Reduction of Diagnostic and Treatment Delays Reduces Rifampicin-Resistant Tuberculosis Mortality in Rwanda

Journal Article
  • J-C. S. Ngabonziza
  • Y. M. Habimana
  • T. Decroo
  • P. Migambi
  • A. Dushime
  • J. B. Mazarati
  • L. Rigouts
  • D. Affolabi
  • E. Ivan
  • C. Meehan
  • A. Van Deun
  • K. Fissette
  • I. Habiyambere
  • A. U. Nyaruhirira
  • others
International Journal of Tuberculosis and Lung Disease
2020; 24 (3): 329-39. DOI: 10.5588/ijtld.19.0298.

ABSTRACT

SETTING: In 2005, in response to the increasing prevalence of rifampicin-resistant tuberculosis (RR-TB) and poor treatment outcomes, Rwanda initiated the programmatic management of RR-TB, including expanded access to systematic rifampicin drug susceptibility testing (DST) and standardised treatment.

OBJECTIVE: To describe trends in diagnostic and treatment delays and estimate their effect on RR-TB mortality.

DESIGN: Retrospective analysis of individual-level data including 748 (85.4%) of 876 patients diagnosed with RR-TB notified to the World Health Organization between 1 July 2005 and 31 December 2016 in Rwanda. Logistic regression was used to estimate the effect of diagnostic and therapeutic delays on RR-TB mortality.

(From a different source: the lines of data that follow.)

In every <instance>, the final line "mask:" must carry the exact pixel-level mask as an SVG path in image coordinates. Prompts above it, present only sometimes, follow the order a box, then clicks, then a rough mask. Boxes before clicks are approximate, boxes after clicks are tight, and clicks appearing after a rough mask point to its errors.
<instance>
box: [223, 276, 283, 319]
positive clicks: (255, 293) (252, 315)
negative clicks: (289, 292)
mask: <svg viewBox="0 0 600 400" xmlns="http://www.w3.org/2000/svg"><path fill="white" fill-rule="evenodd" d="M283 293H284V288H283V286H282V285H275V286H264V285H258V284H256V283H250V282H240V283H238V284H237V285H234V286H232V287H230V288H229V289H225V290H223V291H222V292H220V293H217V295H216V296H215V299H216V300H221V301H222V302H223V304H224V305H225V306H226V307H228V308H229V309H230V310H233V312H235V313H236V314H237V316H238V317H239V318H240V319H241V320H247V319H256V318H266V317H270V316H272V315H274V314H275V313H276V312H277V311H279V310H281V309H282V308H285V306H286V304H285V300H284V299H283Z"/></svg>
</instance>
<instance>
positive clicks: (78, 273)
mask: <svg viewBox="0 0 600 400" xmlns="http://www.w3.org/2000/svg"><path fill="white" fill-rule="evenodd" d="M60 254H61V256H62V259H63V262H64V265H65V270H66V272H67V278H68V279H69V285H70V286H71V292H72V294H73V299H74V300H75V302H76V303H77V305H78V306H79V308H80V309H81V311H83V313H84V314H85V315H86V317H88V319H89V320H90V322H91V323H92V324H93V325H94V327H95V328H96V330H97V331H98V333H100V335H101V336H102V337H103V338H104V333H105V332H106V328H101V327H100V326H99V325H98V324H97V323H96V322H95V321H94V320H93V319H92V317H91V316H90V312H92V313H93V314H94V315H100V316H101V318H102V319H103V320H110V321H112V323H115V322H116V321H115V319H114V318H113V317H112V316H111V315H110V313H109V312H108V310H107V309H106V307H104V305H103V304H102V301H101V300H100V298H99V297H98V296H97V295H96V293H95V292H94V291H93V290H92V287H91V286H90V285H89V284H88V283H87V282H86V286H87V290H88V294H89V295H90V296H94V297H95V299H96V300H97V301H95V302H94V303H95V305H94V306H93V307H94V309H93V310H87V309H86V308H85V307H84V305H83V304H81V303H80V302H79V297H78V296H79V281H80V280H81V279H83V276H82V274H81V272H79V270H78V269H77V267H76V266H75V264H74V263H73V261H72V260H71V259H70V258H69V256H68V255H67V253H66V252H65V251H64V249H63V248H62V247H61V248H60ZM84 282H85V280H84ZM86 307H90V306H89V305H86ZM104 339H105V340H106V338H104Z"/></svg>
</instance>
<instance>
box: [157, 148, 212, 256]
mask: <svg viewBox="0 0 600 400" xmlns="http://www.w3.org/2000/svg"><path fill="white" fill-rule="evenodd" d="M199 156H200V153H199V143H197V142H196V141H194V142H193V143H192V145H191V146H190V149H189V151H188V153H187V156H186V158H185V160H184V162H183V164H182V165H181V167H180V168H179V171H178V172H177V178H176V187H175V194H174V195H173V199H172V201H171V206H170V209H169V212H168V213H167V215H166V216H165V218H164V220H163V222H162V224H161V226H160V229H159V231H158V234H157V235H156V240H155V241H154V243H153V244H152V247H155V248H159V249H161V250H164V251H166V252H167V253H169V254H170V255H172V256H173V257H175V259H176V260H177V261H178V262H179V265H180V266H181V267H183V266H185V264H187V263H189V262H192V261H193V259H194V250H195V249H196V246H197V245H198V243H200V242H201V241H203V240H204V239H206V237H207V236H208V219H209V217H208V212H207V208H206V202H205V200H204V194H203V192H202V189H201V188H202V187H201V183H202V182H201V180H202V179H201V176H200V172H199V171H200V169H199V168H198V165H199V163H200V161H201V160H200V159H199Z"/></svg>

RESULTS: Between 2006 and 2016, the median diagnostic delay significantly decreased from 88 days to 1 day, and the therapeutic delay from 76 days to 3 days. Simultaneously, RR-TB mortality significantly decreased from 30.8% in 2006 to 6.9% in 2016. Total delay in starting multidrug-resistant TB (MDR-TB) treatment of more than 100 days was associated with more than two-fold higher odds for dying. When delays were long, empirical RR-TB treatment initiation was associated with a lower mortality.

CONCLUSION: The reduction of diagnostic and treatment delays reduced RR-TB mortality. We anticipate that universal testing for RR-TB, short diagnostic and therapeutic delays and effective standardised MDR-TB treatment will further decrease RR-TB mortality in Rwanda.